This excerpt taken from the DTV DEF 14A filed Apr 29, 2005.

Compensation of Chief Executive Officer

 

Effective December 22, 2003, Chase Carey was elected President and Chief Executive Officer, replacing Jack Shaw. For the balance of 2003, Mr. Carey received no compensation. The Board established Mr. Carey’s compensation package for 2004, which is reflected in an employment agreement with Mr. Carey effective January 1, 2004. That agreement is summarized in the Company’s proxy statement.

 

To determine the amount of the CEO’s 2004 annual performance-based bonus, the Compensation Committee evaluated the Company’s performance and the CEO’s performance as a participant in the Bonus Plan. The Compensation Committee determined that the Company achieved the Net Subscriber Growth target for 2004 which, as with the other officers, permitted payment of the maximum award amount under the Bonus Plan.
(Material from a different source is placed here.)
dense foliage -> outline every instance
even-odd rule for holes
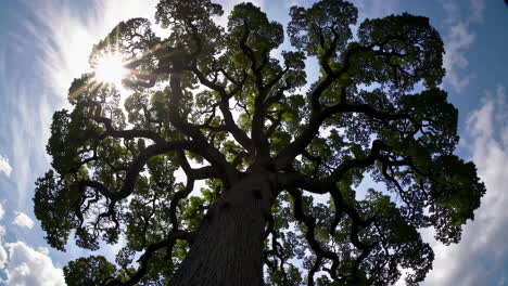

In its evaluation of the CEO’s performance, the Compensation Committee also considered various financial and operational performance factors of the Company. The Compensation Committee considered the Company’s performance in areas such as churn, ARPU growth, SAC, margin improvement, and other factors and determined that overall financial and operational performance had been positive. The Compensation Committee also evaluated the CEO’s overall leadership of executives and employees, particularly in the context of a transitional year for DIRECTV. During that time, the CEO focused the Company’s energies on its core direct-to-home business. The Company sold its stakes in PanAmSat, Hughes Software Systems and XM Satellite Radio and developed a new ownership arrangement for Hughes Network Systems. DIRECTV Latin America emerged from bankruptcy and entered into a series of transactions designed to consolidate its platforms with those of Sky Latin America in each of the major territories in Latin America. The lawsuits with NRTC and Pegasus were resolved and their subscribers and distribution rights were acquired by DIRECTV. A new executive team was recruited and transitioned into the business. Based on consideration of all of these factors, the Compensation Committee determined that the CEO’s bonus would be above the target bonus in the CEO’s employment agreement although less than the maximum amount permitted by the Bonus Plan.